The Executive Secretary/ Chief Executive Officer, FRC, Mr. Jim Obazee, disclosed at a retreat organised by the council that the technicalities of the financial reporting requirements would be exposed to the leadership of the organisations and their financial reporting managers.
The FRC, in order to ensure accountability and probity in churches, mosques and other not-for-profit organisations, recently unveiled the Statement of Accounting Standards 32 for the not-for-profit organisations.
Obazee said, “The FRC, Federal Inland Revenue Service and the Corporate Affairs Commission shall meet with the leadership of Not-for-Profit organisations to agree on the latitude; that is, dictate what the entities must or must not do (duty), what they may do without interference from others (privilege), what they can do with the aid of the collective power (right) and what they cannot expect the collective power to do in their behalf (restrictions).”
According to Obazee, it has also been noticed that a number of entities operating on commercial lines, within charity, are claiming tax exemption on their income on the ground that the totality of the outfits are charitable institutions.

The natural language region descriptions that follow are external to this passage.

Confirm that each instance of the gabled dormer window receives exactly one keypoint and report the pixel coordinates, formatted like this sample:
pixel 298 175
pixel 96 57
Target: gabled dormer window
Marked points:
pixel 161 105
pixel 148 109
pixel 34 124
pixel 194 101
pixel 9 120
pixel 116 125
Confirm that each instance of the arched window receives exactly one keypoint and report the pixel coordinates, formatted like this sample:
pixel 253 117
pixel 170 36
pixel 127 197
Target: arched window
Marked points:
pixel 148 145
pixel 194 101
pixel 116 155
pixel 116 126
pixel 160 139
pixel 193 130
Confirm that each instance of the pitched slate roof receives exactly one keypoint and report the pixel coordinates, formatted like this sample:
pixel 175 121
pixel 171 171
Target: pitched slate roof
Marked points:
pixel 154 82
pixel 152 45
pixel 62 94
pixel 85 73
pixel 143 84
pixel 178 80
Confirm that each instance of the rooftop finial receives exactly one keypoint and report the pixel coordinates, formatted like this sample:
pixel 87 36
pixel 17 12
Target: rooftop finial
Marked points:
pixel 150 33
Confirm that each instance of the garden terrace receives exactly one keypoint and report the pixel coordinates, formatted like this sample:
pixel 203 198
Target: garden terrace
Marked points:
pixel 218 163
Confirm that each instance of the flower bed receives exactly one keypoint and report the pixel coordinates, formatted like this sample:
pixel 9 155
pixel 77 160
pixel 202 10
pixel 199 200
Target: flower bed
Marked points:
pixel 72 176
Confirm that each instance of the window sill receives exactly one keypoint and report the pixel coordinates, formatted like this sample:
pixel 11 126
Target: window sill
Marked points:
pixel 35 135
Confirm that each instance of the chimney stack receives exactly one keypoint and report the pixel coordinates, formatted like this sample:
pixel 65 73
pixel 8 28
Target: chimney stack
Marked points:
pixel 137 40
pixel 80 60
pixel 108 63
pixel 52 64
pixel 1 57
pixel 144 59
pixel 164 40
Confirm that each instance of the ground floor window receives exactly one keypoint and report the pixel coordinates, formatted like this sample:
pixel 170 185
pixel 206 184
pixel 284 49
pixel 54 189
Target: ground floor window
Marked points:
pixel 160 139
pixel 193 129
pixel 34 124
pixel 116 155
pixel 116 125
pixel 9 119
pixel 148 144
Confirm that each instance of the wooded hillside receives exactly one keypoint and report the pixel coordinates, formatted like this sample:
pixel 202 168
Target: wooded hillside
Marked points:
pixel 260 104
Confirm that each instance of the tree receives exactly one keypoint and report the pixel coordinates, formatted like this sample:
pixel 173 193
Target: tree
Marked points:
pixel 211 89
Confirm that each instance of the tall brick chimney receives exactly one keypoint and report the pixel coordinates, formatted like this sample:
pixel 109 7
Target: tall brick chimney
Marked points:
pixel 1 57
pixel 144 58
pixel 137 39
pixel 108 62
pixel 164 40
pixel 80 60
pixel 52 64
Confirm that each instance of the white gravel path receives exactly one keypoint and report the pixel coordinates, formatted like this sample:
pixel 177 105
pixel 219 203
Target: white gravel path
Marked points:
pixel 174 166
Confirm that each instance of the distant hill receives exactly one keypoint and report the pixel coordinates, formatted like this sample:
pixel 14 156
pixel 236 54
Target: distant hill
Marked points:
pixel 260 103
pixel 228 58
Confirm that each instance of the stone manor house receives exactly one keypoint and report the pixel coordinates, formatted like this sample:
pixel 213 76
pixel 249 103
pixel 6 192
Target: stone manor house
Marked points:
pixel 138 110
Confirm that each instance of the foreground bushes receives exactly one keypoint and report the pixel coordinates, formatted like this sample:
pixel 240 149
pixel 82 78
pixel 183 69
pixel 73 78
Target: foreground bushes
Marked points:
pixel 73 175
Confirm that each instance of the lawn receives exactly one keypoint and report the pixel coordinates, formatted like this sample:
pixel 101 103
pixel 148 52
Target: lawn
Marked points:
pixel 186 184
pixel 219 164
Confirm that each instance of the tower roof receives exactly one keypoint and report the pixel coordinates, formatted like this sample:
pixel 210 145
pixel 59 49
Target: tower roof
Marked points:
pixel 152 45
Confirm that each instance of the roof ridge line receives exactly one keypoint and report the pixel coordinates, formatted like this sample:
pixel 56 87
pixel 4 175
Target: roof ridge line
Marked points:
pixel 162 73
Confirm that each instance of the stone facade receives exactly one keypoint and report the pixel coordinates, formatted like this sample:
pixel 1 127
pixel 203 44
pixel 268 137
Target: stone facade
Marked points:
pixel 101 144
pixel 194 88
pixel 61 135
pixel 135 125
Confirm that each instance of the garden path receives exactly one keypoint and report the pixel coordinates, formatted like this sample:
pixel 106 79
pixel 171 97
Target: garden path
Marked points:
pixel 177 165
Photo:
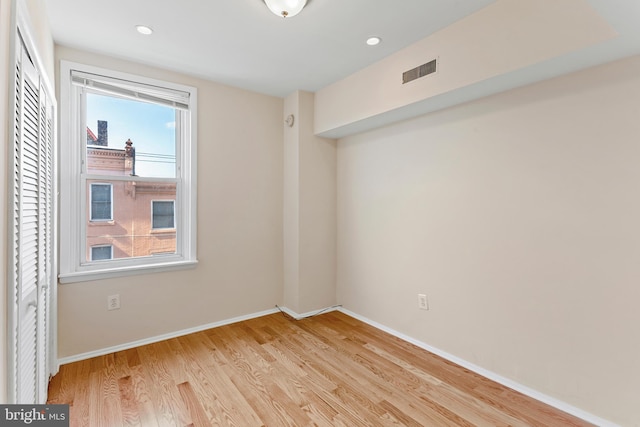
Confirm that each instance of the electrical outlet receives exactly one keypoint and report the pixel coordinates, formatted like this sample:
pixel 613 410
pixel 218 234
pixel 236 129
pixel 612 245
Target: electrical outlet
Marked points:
pixel 113 302
pixel 423 302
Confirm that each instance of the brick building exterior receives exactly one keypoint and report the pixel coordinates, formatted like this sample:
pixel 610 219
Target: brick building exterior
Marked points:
pixel 125 218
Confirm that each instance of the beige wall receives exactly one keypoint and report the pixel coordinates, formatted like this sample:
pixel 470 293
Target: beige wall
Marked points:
pixel 518 216
pixel 470 51
pixel 309 210
pixel 240 175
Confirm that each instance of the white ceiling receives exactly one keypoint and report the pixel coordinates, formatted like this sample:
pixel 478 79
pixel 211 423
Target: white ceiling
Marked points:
pixel 241 43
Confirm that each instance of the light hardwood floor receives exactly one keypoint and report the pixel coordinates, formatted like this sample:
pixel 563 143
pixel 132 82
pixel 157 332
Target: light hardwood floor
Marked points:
pixel 329 370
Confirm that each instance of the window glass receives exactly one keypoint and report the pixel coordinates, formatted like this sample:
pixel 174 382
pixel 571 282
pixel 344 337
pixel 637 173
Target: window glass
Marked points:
pixel 128 176
pixel 140 135
pixel 101 202
pixel 163 216
pixel 100 253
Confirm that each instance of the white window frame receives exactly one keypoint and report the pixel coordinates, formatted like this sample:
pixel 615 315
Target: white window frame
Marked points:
pixel 92 219
pixel 73 219
pixel 173 226
pixel 102 246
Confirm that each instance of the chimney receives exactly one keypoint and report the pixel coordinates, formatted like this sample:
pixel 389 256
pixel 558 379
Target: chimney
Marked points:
pixel 103 134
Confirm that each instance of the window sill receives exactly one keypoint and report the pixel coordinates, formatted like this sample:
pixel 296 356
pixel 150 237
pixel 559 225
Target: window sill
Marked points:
pixel 96 223
pixel 108 273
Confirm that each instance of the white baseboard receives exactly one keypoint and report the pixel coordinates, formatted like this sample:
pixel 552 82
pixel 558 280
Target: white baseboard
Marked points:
pixel 558 404
pixel 158 338
pixel 298 316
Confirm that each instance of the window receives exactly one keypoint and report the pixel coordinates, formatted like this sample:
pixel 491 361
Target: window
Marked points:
pixel 101 209
pixel 100 253
pixel 131 145
pixel 162 214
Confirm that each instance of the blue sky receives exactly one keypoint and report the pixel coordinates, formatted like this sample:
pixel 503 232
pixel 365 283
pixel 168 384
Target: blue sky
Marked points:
pixel 151 127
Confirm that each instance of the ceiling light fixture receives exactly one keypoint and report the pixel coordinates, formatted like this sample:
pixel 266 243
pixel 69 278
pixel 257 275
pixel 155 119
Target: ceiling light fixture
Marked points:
pixel 286 8
pixel 143 29
pixel 372 41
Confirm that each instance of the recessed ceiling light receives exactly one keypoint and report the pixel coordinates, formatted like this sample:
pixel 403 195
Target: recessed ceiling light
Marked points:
pixel 372 41
pixel 143 29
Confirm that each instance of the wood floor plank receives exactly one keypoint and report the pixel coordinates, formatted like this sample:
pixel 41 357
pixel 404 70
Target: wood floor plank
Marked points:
pixel 328 370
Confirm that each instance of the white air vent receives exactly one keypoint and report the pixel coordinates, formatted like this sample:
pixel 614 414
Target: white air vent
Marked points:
pixel 419 71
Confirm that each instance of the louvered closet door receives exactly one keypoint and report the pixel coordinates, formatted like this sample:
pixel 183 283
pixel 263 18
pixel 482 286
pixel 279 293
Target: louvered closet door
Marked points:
pixel 32 229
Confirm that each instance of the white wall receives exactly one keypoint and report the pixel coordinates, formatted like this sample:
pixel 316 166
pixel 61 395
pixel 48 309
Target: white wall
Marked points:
pixel 518 215
pixel 240 270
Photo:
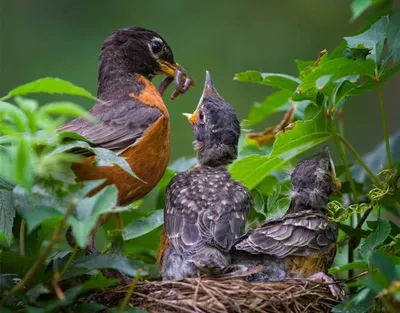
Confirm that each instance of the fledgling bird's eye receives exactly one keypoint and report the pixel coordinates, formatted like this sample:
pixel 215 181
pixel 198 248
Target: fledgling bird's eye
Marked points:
pixel 156 46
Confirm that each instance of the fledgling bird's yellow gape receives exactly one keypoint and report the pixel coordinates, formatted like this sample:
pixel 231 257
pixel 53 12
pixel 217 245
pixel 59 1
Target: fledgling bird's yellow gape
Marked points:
pixel 205 210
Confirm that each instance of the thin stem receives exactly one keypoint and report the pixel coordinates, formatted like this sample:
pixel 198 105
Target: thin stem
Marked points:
pixel 42 257
pixel 384 124
pixel 22 238
pixel 342 154
pixel 359 159
pixel 69 262
pixel 129 292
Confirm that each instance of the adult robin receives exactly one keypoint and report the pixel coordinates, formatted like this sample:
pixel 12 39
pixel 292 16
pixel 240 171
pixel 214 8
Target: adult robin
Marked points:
pixel 302 243
pixel 134 121
pixel 205 210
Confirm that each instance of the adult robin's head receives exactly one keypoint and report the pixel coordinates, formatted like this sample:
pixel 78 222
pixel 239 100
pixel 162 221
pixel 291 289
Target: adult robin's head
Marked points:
pixel 314 180
pixel 216 128
pixel 135 50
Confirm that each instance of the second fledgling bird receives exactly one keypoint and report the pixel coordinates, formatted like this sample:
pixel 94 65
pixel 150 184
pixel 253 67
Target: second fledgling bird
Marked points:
pixel 206 210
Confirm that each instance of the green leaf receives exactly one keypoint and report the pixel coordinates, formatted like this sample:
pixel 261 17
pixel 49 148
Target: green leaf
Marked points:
pixel 89 308
pixel 24 174
pixel 259 203
pixel 38 214
pixel 98 282
pixel 118 262
pixel 361 265
pixel 87 211
pixel 372 39
pixel 375 239
pixel 49 85
pixel 301 65
pixel 281 81
pixel 384 265
pixel 338 68
pixel 104 157
pixel 393 36
pixel 358 7
pixel 16 115
pixel 144 225
pixel 303 136
pixel 7 214
pixel 260 111
pixel 376 159
pixel 253 169
pixel 66 108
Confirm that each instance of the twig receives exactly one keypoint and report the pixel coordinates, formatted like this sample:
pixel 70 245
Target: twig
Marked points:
pixel 69 262
pixel 384 123
pixel 42 256
pixel 22 237
pixel 129 292
pixel 359 159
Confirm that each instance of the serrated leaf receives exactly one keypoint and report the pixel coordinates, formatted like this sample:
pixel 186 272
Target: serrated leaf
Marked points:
pixel 17 116
pixel 384 265
pixel 358 7
pixel 377 159
pixel 281 81
pixel 303 136
pixel 38 214
pixel 338 68
pixel 49 85
pixel 66 108
pixel 393 36
pixel 89 308
pixel 117 262
pixel 7 214
pixel 87 211
pixel 372 39
pixel 361 265
pixel 260 111
pixel 375 239
pixel 253 169
pixel 144 225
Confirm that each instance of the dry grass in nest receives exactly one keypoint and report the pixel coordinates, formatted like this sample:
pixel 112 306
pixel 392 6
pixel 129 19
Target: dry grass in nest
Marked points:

He said, “The income of all not-for-profit organisations registered under the Financial Reporting Council of Nigeria Act is exempt from income tax. However, business subsidiaries that are set up by charities are usually treated in the same manner as any other company. The income of these business subsidiaries is subject to income tax and should be rightly so reported, accounted and disclosed. This is the practice in the United Kingdom, Singapore and other developed economies.
“Currently, financial statements presented by not-for-profit organisations in Nigeria are not uniform and comparable. They differ from one type of institution to another and sometimes among institutions of a particular type, thus, making comparison and accountability difficult. It has also been noticed that a number of entities operating on commercial lines, within charity, are claiming exemption on their income on the ground that the totality of the outfits are charitable institutions.”
The FRC boss pointed out that an activity would be considered business or trading subsidiary if it was undertaken with a profit motive.
The FRC had earlier said that Not-For-Profit organisations that failed to comply would be sanctioned appropriately.
He said there were penalties from the FRC, CAC and FIRS for any church, mosque or not-for-profit organisation.
According to the FRC boss, not-for-profit organisations refer to entities normally without transferable ownership interests. They are organised and operate exclusively for social, educational, professional, religious, health, charitable or other not-for-profit purposes.
The SAS 32,among others, stipulates that financial statements for not-for-profit organisations shall include- statement of accounting policies; statement of financial position; statement of activities (income and expenditure); statement of changes in net assets; statement of cash flows; notes on accounts and five-year financial summary.